El mercado olía como el pueblo fingiendo ser una ciudad. Aceite caliente en un extremo, polvo y azúcar de dátiles en el otro, el amargo olor a chismes en medio. Se mantuvo cerca de los bordes, usó su bastón como le había enseñado su madre: firme, puntiagudo, sin disculpas. Habló con vendedores que no estaban acostumbrados a que una chica que sabía sus nombres se dirigiera a ellos. “Halim”, le dijo al vendedor de cebollas, y sus manos se detuvieron. “Dos, por favor”. Le dio tres por si quería más guiso y menos conversación.
En el tercer puesto, alguien la agarró del brazo y le apretó. Las uñas le mordieron la suave cara interna del codo.
“Rata ciega”, espetó una voz. Familiar como un perfume añejo. ¿Sigues viva? ¿Sigues jugando a las casitas con el mendigo?

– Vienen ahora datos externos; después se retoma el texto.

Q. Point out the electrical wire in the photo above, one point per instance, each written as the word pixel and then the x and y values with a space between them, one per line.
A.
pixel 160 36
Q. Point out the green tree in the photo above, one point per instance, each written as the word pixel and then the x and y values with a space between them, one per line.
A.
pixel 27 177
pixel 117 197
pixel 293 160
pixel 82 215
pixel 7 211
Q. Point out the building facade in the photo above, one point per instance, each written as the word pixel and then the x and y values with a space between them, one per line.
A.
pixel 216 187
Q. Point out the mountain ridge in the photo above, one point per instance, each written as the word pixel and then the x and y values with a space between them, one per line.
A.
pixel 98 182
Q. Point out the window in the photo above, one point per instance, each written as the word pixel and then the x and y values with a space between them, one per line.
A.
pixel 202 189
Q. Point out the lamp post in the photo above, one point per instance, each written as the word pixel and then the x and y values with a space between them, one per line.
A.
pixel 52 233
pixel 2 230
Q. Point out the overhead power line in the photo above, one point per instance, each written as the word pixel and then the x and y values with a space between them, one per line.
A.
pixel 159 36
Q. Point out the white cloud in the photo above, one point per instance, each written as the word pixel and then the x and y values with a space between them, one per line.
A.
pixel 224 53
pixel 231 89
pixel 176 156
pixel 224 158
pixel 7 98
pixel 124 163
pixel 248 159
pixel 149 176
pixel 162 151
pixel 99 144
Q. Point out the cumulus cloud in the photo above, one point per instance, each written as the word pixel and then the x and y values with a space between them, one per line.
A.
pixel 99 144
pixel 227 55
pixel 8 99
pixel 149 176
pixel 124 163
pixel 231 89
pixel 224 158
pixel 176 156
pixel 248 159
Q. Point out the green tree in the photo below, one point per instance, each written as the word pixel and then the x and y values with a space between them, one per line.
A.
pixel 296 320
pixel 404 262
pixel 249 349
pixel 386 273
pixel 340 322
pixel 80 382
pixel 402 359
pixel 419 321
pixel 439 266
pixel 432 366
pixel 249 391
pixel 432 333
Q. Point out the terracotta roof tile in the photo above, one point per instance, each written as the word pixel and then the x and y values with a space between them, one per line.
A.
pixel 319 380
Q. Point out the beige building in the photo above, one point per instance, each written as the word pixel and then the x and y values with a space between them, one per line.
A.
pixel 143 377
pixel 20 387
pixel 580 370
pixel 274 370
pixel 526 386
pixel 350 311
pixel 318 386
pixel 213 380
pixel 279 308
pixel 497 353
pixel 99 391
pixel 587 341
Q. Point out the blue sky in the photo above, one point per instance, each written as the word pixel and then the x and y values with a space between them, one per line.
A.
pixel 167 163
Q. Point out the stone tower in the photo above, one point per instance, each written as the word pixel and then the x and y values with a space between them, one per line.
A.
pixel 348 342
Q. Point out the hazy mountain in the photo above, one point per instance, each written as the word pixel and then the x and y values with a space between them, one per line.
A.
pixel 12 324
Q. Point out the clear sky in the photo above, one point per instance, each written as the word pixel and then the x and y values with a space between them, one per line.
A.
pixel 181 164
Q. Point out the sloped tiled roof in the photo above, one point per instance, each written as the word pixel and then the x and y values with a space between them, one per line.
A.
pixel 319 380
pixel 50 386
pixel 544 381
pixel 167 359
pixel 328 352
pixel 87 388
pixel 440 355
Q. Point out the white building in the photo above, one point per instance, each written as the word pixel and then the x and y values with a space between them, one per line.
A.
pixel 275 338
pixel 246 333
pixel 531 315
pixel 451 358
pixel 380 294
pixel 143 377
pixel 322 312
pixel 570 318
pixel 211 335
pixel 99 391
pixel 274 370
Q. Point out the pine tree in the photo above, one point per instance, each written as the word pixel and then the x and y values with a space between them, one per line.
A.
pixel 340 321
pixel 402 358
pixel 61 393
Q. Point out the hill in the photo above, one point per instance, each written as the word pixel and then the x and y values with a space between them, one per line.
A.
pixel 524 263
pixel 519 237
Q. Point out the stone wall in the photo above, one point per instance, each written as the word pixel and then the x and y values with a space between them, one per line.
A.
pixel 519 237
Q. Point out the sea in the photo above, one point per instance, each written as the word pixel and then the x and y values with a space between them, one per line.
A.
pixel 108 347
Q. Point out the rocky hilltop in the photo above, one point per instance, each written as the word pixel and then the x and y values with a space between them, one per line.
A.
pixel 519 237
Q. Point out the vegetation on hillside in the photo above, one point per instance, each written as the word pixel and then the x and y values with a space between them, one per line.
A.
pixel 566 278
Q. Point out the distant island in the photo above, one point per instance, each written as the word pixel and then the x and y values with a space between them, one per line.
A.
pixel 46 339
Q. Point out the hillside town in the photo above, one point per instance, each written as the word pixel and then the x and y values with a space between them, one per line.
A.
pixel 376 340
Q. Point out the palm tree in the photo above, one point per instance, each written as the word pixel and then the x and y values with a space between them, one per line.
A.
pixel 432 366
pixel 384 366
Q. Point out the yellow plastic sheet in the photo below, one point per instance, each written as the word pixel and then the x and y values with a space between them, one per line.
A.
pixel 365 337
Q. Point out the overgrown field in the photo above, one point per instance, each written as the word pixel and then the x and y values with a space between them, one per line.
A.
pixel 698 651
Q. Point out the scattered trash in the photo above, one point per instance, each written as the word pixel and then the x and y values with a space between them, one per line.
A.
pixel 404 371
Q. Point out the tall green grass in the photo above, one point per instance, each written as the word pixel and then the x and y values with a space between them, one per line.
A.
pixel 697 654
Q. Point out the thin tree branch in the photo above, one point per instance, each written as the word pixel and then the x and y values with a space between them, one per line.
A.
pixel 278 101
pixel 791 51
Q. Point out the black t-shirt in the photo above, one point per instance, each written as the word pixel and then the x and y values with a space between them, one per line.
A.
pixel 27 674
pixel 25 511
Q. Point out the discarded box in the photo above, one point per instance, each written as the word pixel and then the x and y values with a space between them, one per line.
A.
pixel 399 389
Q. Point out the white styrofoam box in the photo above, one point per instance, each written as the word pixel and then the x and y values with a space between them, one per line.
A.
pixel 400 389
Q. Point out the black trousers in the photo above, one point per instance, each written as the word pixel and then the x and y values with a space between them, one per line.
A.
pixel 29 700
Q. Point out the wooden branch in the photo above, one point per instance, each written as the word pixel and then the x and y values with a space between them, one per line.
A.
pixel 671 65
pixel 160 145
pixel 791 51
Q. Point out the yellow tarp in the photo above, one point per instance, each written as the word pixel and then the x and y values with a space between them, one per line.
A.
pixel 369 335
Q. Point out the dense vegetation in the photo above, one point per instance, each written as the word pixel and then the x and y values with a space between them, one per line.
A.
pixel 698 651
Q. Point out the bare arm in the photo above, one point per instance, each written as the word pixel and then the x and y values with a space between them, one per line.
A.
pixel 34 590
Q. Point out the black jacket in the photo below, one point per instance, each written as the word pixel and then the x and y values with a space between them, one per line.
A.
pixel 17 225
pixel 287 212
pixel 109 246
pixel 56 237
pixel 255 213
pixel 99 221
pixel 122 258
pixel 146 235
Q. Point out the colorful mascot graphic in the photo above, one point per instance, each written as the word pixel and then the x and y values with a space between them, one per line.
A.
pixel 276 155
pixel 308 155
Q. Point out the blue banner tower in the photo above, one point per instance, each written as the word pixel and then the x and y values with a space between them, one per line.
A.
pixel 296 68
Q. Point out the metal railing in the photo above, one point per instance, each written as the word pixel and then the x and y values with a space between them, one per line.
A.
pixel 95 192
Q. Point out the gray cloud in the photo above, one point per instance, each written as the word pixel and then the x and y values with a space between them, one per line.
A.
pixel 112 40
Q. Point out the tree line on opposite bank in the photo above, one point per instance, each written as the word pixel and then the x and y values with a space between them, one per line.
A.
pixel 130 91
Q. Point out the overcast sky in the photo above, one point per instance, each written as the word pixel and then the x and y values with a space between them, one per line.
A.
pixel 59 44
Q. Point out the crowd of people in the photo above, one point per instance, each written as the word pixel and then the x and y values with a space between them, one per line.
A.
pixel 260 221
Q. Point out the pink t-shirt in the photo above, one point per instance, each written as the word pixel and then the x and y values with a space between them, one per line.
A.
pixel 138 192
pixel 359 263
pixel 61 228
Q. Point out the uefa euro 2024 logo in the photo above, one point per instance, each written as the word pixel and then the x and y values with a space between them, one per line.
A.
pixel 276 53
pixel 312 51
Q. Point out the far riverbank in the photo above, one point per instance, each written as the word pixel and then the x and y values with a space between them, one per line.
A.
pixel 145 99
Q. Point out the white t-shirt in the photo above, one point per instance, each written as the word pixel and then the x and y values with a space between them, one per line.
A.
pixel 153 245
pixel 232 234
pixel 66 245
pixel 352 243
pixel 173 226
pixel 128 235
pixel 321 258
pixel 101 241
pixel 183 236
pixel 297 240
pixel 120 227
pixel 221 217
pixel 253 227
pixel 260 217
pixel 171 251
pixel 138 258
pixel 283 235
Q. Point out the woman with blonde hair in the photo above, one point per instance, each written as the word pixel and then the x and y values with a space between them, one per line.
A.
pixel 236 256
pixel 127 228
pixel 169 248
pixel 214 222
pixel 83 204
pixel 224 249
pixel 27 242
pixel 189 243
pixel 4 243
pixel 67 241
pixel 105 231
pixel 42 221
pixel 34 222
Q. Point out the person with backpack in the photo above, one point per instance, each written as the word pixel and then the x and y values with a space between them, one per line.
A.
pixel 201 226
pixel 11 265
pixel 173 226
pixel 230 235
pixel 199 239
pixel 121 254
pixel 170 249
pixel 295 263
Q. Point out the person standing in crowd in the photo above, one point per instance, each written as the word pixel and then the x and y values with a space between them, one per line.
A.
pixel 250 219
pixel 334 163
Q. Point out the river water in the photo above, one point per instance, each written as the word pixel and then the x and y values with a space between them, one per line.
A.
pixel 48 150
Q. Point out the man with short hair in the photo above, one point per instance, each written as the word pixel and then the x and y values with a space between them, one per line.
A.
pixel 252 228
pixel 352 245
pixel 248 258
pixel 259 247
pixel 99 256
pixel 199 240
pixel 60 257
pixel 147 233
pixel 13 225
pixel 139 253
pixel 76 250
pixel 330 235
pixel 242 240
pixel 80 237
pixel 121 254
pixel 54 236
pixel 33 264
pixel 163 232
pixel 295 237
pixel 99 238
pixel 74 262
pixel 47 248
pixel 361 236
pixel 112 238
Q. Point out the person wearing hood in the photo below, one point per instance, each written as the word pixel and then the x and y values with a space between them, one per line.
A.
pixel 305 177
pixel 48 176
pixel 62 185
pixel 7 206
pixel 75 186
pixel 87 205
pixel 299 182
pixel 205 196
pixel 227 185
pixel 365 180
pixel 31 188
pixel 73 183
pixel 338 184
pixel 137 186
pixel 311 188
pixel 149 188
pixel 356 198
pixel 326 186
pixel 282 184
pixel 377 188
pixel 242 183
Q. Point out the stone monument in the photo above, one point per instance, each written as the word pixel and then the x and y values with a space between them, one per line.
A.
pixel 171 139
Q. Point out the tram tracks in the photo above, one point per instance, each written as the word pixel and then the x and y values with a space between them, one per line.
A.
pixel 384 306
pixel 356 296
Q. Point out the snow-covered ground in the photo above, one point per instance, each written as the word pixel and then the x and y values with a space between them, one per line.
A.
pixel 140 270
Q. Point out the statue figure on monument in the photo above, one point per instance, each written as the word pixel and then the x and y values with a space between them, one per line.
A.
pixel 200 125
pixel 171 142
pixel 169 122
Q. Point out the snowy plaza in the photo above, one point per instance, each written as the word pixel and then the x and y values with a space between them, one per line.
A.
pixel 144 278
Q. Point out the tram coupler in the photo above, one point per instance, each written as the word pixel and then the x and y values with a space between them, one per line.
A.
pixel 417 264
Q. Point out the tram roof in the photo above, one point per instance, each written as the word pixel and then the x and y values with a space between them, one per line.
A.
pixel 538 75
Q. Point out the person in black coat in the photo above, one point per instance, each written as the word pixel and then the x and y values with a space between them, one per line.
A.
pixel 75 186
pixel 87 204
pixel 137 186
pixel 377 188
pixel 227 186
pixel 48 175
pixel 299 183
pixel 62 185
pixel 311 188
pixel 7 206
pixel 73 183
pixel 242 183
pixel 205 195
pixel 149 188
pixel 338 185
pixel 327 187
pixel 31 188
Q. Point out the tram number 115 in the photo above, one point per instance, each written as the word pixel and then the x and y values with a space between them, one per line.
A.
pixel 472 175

Zainab se estabilizó antes de intentar calmar su corazón. “Hola, Sofía”, dijo, e intentó articular las sílabas con calma. “Estoy bien”.
Sofía se rió como se ríe un espejo cuando te corta y lo disfruta. “¿Eres feliz?”, se burló. “Ni siquiera puedes ver al hombre. Es una basura, igual que tú”.
Zainab inhaló para darle algo parecido a la dignidad a un día que no la merecía. Entonces Sofía se acercó y siseó algo más suave, más quirúrgico.
“No es un mendigo, Zainab. Te han mentido”.
Las palabras se le metieron bajo la piel a Zainab y se quedaron allí como insectos que se niegan a desprenderse. Tomó las cebollas que no había pagado; Halim emitió un suave sonido gutural y dejó caer una moneda de su bolsillo sobre la mesa. Caminó a casa por la ruta que Yusha le había trazado, pero cada paso se sentía diferente, como si el camino hubiera cambiado bajo sus pies y se hubiera convertido en un nuevo camino hacia el mismo lugar.
Esperó hasta la noche y el primer suspiro de la tetera. Yusha entró por la puerta y anotó el día. Oyó el leve tintineo de la moneda que él siempre dejaba en el cuenco para la buena suerte; oyó cómo sus hombros se aquietaban al ver su rostro.
“Dime la verdad”, dijo ella, ni una súplica ni una exigencia. “¿Quién eres?”
La habitación escuchaba. El marco de la puerta se inclinó.
Él no respondió con una risa, una evasiva ni un silencio pesado para acallar la pregunta. Se arrodilló ante ella, tomó sus manos entre las suyas y apoyó la frente brevemente contra sus nudillos como un hombre que recuerda cómo rezar.
“Se suponía que aún no lo sabías”, dijo. “Pero ahora no puedo ocultártelo”.
Él respiró hondo, como si ella lo sintiera en su propio pecho. «No soy un mendigo», dijo. «Me llamo Yusha ben Hamid. Soy el hijo del cacique».